Fintech firm Ramp Network has released a multichain, self-custodial wallet designed to cut reliance on third parties for core actions like buying, swapping and cashing out crypto. The app lets users complete on-ramps, swaps and withdrawals inside a single wallet using Ramp’s own infrastructure rather than being redirected to external providers.
At launch the wallet supports Ether (ETH) across eight networks: Ethereum, Arbitrum, Base, Linea, MegaETH, Optimism, Polygon zkEVM and zkSync Era. Ramp says it will add additional chains over time, including Bitcoin, Solana, Binance Smart Chain, Polygon, Apechain, Avalanche, Celo and Gnosis.
Ramp built the product to simplify self-custody by consolidating payments, swaps and fiat access in one non-custodial experience. The wallet uses USDC on Base as the primary in-app balance for transfers, payments and activity while users retain control of their private keys. Security features include passkey-based protection and an optional key export for users who want to move keys elsewhere.
The company positions the new wallet as reducing the number of intermediaries involved in transactions rather than inserting another intermediary. Co-founder and CEO Przemek Kowalczyk said the goal is a more consistent, predictable experience with improved execution control while preserving user ownership.

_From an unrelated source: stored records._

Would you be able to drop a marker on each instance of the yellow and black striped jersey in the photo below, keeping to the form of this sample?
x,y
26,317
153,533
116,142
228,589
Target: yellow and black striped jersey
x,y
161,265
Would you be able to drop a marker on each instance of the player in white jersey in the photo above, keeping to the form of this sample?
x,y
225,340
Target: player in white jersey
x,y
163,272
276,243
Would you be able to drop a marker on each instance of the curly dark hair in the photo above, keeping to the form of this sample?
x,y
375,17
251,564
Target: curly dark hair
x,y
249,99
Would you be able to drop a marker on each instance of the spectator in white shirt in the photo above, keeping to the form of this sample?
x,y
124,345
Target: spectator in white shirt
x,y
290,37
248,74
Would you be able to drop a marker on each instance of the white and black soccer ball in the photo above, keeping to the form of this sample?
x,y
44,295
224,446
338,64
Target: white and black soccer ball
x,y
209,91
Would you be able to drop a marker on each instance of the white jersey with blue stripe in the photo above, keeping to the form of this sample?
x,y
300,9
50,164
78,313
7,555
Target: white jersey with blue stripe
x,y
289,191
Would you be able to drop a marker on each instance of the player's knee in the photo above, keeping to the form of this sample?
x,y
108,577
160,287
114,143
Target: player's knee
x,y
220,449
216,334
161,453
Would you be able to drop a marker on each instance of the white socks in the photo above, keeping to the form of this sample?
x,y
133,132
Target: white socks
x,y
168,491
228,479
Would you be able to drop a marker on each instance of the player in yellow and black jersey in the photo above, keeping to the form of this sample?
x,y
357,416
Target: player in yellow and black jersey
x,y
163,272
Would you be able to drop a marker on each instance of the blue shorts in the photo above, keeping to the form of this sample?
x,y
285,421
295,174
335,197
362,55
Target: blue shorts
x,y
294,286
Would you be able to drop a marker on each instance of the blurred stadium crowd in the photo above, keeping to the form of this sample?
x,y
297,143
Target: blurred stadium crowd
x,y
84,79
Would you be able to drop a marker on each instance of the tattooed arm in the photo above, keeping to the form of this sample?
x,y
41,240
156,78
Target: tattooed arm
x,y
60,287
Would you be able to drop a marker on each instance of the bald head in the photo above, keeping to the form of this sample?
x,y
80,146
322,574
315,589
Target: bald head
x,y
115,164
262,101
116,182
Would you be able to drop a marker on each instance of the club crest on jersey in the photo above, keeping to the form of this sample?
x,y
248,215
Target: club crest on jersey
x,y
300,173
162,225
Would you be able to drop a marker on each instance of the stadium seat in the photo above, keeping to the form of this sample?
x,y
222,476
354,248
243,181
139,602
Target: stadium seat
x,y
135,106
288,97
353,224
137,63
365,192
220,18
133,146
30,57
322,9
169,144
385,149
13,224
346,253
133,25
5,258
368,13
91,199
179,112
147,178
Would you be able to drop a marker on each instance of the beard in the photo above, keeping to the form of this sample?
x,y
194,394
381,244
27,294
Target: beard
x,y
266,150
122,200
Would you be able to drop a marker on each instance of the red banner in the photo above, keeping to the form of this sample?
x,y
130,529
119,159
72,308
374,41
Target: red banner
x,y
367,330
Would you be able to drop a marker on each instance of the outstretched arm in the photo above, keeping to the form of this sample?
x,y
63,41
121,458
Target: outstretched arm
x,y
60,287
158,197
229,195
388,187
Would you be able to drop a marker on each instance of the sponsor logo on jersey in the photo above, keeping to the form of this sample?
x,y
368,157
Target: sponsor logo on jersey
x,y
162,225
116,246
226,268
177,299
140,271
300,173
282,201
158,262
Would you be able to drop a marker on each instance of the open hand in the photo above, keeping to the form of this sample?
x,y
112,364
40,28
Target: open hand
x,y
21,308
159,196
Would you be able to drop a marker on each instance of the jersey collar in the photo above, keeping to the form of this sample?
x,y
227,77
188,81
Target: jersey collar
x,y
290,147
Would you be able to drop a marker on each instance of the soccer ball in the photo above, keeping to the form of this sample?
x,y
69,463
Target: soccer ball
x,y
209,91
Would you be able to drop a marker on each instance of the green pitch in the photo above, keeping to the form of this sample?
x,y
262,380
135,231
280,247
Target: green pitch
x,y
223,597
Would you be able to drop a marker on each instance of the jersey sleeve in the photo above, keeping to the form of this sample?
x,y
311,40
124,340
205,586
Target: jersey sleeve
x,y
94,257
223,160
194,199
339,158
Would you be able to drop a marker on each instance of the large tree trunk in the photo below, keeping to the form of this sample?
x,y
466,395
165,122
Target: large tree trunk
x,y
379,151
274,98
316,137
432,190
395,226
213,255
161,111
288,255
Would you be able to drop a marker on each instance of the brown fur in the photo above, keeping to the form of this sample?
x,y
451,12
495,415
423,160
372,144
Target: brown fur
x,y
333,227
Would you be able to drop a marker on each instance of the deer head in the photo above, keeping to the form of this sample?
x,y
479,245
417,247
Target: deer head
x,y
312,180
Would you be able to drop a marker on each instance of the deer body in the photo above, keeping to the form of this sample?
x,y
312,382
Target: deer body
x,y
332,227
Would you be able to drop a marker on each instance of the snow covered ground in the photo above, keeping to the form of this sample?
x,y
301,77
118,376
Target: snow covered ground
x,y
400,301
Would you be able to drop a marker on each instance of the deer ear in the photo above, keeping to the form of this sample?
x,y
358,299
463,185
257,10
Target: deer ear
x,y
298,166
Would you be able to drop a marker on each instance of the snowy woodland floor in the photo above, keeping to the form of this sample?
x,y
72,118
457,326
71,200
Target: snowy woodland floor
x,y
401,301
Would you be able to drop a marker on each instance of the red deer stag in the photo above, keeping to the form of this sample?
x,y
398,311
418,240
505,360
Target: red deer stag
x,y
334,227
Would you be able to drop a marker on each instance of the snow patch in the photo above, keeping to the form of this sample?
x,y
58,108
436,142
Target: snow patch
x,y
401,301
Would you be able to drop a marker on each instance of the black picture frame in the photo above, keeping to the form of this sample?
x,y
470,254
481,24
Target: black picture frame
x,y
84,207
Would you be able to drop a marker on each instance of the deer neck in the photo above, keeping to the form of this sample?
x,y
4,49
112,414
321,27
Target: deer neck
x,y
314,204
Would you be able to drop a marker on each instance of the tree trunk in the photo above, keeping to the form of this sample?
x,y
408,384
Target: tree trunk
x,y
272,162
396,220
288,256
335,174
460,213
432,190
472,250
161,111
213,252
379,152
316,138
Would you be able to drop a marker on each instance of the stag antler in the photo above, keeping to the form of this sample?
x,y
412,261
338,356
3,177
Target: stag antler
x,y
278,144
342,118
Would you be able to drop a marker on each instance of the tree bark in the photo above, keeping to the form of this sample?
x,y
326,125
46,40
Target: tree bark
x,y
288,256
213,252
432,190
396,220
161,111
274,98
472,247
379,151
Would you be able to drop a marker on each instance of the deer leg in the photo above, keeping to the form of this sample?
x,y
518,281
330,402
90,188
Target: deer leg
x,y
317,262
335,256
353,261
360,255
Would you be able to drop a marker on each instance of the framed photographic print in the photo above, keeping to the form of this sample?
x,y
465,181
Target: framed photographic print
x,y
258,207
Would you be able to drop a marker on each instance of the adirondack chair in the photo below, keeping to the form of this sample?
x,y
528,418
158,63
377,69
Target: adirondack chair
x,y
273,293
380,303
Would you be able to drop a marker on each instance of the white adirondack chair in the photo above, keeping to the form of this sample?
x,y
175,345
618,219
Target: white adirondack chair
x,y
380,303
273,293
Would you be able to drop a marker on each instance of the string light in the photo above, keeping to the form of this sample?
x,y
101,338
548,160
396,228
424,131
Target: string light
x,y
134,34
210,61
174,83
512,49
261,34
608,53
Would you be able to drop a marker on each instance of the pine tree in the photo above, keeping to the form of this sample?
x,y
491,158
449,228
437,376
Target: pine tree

Ramp previously operated mainly as an infrastructure layer powering purchases inside partner apps, including MetaMask and Trust Wallet, and has served more than 10 million users through those integrations. Similar wallets that embed DEX-style buy and swap features include MetaMask, Phantom, Best Wallet and Exodus.
The wallet will be available globally except in the European Union, where additional regulatory approvals are required. Ramp is listed as a Crypto Asset Service Provider under the EU’s Markets in Crypto Assets framework (MiCA) since December 2025, but the company says launching a wallet product in the EU requires further steps it expects to complete in the coming months.